Iran’s approach to gender dysphoria and sex reassignment has been a welcome development for trans people who want surgery but in the words of Afsaneh Najmabadi, it is “not an unproblematically positive development”: it is one aspect of a system which views any kind of sexual or gender nonconformity as “diseased, abnormal, deviant, and at times criminal”.
The Iranian government’s relatively sympathetic view of trans people contrasts dramatically with its criminalisation – and severe punishment – of homosexual activity. This creates a powerful incentive for gay people to legalise their position by registering – against their will – as transgender.
In theory there are mechanisms to prevent that happening. People seeking to register as transgender first have to go through several months of psychotherapy, along with hormone and chromosome tests. “The purpose of this process,” Rochelle Terman writes, “is to distinguish and segregate ‘true transsexuals’, for whom same-sex desires are symptomatic of their transsexuality from homosexuals, for whom same-sex desires are symptomatic of moral deviancy, seeking to ‘game the system’.”

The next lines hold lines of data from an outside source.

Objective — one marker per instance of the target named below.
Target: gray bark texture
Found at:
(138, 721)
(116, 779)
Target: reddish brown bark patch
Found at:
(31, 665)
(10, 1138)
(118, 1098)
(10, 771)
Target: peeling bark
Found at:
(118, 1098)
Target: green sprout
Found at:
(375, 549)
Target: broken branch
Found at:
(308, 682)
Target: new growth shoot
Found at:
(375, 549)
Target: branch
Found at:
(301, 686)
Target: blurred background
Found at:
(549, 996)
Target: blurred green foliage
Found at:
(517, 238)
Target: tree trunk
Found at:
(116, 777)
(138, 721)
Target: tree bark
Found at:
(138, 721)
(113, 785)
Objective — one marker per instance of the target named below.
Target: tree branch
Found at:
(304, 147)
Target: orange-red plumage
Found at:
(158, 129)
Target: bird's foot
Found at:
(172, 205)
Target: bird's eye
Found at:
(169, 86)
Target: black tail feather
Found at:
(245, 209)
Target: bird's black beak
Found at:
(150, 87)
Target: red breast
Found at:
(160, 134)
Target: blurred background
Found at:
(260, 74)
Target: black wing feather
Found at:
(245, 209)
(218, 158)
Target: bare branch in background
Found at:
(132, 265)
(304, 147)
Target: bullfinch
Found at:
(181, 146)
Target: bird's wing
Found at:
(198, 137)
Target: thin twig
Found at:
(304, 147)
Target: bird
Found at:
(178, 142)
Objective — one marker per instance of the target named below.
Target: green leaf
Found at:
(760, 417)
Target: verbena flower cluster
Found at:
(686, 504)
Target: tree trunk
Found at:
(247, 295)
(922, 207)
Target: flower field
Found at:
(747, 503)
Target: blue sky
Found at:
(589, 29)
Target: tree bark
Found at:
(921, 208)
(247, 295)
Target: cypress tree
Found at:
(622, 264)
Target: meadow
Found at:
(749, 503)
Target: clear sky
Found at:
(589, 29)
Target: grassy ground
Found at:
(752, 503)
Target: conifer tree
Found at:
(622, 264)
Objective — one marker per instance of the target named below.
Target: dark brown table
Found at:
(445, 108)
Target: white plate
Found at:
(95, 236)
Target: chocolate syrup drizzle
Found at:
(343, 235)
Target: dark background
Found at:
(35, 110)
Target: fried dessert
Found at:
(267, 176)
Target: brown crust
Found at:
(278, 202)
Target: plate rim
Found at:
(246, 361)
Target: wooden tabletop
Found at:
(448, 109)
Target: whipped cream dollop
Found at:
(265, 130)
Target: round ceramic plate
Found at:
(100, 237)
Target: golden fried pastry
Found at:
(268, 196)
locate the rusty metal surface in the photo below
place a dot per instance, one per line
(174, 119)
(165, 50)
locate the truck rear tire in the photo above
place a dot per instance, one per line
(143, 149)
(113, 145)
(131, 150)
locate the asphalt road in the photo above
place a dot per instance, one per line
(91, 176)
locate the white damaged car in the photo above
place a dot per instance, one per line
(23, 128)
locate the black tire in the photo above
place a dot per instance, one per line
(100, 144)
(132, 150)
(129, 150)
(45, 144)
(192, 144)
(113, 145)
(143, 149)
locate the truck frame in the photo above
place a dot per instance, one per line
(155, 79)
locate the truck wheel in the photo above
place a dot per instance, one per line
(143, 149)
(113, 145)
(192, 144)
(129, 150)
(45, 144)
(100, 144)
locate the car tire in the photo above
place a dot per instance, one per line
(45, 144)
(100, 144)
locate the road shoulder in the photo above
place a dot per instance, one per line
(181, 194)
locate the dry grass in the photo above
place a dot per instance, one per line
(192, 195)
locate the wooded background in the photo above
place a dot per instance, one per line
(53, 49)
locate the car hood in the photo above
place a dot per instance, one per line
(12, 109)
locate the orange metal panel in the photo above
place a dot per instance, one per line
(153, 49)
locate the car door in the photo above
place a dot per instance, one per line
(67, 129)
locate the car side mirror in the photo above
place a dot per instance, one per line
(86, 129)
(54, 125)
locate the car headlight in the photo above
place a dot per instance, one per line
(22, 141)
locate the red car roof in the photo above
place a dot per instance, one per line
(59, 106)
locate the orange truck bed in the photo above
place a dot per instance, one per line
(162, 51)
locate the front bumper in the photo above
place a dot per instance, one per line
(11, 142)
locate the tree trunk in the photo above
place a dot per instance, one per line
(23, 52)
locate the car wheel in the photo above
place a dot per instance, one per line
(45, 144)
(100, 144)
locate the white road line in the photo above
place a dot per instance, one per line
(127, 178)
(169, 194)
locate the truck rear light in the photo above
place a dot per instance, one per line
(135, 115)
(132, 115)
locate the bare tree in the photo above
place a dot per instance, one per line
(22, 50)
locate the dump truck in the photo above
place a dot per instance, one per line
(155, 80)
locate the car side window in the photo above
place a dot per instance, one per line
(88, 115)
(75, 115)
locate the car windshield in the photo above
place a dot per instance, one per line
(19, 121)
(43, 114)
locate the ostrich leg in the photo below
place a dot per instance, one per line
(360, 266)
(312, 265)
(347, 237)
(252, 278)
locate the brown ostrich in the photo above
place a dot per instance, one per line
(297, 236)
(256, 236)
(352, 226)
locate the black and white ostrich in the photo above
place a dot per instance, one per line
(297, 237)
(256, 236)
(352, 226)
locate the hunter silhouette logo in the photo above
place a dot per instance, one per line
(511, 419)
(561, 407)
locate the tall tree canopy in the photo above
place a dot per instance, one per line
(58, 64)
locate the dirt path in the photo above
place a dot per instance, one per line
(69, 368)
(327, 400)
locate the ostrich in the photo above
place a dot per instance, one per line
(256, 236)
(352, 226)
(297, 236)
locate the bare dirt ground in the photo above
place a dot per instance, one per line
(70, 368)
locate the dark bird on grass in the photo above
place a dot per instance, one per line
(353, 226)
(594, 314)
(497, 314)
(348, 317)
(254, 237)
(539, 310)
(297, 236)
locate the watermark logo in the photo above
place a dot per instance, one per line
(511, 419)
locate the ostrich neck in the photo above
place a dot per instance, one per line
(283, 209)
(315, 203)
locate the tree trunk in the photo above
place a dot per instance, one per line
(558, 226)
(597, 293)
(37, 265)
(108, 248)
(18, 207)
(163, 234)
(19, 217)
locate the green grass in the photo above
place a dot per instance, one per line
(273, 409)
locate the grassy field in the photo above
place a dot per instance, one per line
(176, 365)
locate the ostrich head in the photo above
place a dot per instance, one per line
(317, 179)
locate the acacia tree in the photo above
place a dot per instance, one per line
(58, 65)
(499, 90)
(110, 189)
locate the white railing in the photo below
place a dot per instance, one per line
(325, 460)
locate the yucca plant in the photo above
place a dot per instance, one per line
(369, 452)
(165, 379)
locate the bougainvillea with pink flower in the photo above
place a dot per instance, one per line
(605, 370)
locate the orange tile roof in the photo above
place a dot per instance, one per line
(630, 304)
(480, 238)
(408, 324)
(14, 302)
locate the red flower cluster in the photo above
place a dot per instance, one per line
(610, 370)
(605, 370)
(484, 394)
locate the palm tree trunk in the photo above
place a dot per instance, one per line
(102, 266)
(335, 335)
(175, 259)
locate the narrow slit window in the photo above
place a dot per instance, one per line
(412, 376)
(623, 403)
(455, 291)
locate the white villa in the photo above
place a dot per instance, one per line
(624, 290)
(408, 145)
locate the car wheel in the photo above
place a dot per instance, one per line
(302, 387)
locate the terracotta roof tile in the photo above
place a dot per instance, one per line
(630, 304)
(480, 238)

The reality, though, is that in Iran the difference between trans and gay is not well understood, even within the medical profession. One gay Iranian
described his experience to Human Rights Watch:
“I went to a psychiatrist on my own who helped me. At first she said you are a trans person and you can easily change. I told her I am a man and I will not change. I like men but I want to be with men as a man not as a woman. I have no problems with my manhood. I knew I would never do this. Despite this, she never used the word ‘gay’.’ She just called me a ‘weak trans’.”
In 2014 the BBC told of another gay man who had a narrow escape from reassignment surgery:
Psychologists suggested gender reassignment to Soheil, a gay Iranian 21-year-old. Then his family put him under immense pressure to go through with it.
"My father came to visit me in Tehran with two relatives," he says. "They'd had a meeting to decide what to do about me ... They told me: 'You need to either have your gender changed or we will kill you and will not let you live in this family'."
His family kept him at home in the port city of Bandar Abbas and watched him. The day before he was due to have the operation, he managed to escape with the help of some friends. They bought him a plane ticket and he flew to Turkey.